After a week of cold temps here on the eastern edge of Kansas, it looks like we are finally going to see some relief and also bid farewell to all the snow that’s been hanging around.

Some initial high temps back around New Year’s Eve was able to melt a bit of the snow around my weather station perched way up on our roof. Then temps dropped and my wind vane froze pointing almost north (indicated by the solid red line at the top of the graph).

Some increased sunlight and rising temps finally freed the vane. Probably next will get some melting snow making the rain collector indicate some rainfall.

My Davis Vantage Pro2 weather station is going to need a good spring cleaning, replacing the on-board battery, cleaning off the solar panel that helps with power, and cleaning out the rain collector.

So far, so good with my new weather station >dedicated< computer setup. The computer has been puttering away without issue. I do still need to hook up the UPS to keep both the computer and radio alive should the AC power get interrupted.

Let it snow!

It is snowing now – NWS says we’ll get 2 inches. I am hoping for more. I’ll have to do a bit of shoveling to clear the driveway in the morning, then I’ll head out with the 4 year old for some sledding. Should be a good time, although with the low temps (the high today was 10F) we will have to bundle up a bit. It has been so cold since New Year’s Eve that the wind direction sensor on my Davis Vantage Pro2 has frozen, pointing north.
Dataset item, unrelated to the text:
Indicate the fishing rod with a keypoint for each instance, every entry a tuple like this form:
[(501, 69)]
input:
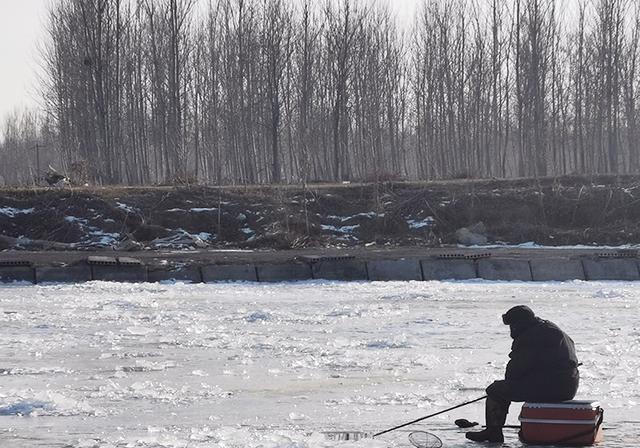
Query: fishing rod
[(428, 416)]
I’ve been doing a little configuration work in the shack. I decided to dedicate one of my computers to running my weather station/APRS combo. Before I had the software (Weather Display and UI-View32) running on the same computer I used for my HF work. Things got busy with the log and Ham Radio Deluxe going plus the APRS and weather applications. Moving the weather and APRS applications onto its own computer should give me a bit more stability. I installed a dual boot configuration of Win XP and Ubuntu 9.10. I am initially sticking with Win XP as I know it works well with both Weather Display and UI-View32. My plan is then to migrate to Ubuntu 9.10 and run Xastir and the Linux version of Weather Display. I need to do some googeling and see who else is doing that and see what issues they ran into. I did find and interesting linux application called wview – will definitely explore that. Looks like it is also a replacement for Weather Display Live.

I have a new computer than I am going to dedicate to just HF operations – one of Dell’s new Zino computers. I like the small form factor and I will also install a dual boot configuration to have some fun with both Win XP and Ubuntu.
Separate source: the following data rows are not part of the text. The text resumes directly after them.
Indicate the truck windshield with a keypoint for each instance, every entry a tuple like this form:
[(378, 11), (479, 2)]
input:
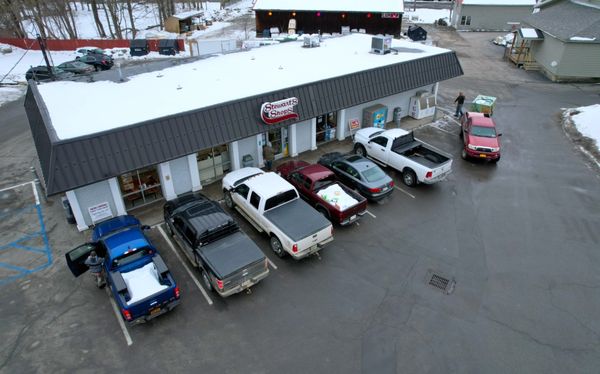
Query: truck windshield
[(280, 199), (131, 256), (486, 132), (373, 174)]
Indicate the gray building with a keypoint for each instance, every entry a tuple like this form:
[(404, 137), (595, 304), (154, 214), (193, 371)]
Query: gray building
[(570, 48), (176, 130), (489, 15)]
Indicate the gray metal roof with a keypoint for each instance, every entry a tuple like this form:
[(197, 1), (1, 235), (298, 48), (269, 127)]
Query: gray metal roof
[(566, 19), (72, 163)]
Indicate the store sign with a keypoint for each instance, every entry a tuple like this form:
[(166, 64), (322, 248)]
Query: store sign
[(100, 211), (278, 111), (390, 15)]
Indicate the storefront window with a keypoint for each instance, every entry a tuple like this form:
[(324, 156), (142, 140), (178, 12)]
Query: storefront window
[(213, 163), (140, 187), (326, 126)]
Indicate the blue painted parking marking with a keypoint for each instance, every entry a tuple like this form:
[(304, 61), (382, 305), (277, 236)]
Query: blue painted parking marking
[(22, 252)]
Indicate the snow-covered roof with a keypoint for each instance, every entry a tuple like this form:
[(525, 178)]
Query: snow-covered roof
[(499, 2), (382, 6), (213, 81)]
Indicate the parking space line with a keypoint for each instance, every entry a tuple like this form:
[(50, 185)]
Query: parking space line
[(119, 318), (406, 192), (208, 299)]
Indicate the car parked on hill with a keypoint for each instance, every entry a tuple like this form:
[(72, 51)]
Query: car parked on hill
[(76, 67), (99, 62), (480, 138), (41, 73), (360, 173)]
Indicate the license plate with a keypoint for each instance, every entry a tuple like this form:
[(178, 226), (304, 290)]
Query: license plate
[(154, 311)]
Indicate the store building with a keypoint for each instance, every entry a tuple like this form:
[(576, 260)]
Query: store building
[(317, 16), (175, 130)]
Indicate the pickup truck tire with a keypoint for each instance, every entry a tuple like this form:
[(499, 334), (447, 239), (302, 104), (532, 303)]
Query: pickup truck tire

The old (circa 2005) desktop computer that used to run both the HF ham applications, Weather Display, and UI-View32 has now been moved to another table in the basement and has become the arcade machine. My cool xmas gift was the X-Arcade Tankstick – an amazing arcade controller that is built like an old school arcade console. Along with MAME software I have been able to play some wonderful, classic arcade games: Pac-Man, Galaga, Berzerk!, Robotron, Battlezone, and my favorite – Scramble. The Tankstick also has a trackball, so I have been able to relive the glory of both Missile Command and Centepede as well. I’ve had the four year old behind the joystick playing Frogger – and she did pretty darn good. It is hard to beat the classic arcade games.

The plan for my HF station, based around my Icom IC-7000 is to mount it in two iPortable boxes. The set up will include the IC-7000, a tuner, power supply, and the Dell Zino. If (…when…) I am deployed again, I will be able to have these two iPortable boxes sent out to me. I’ll take some pics as I put the iPortable station together and post it here.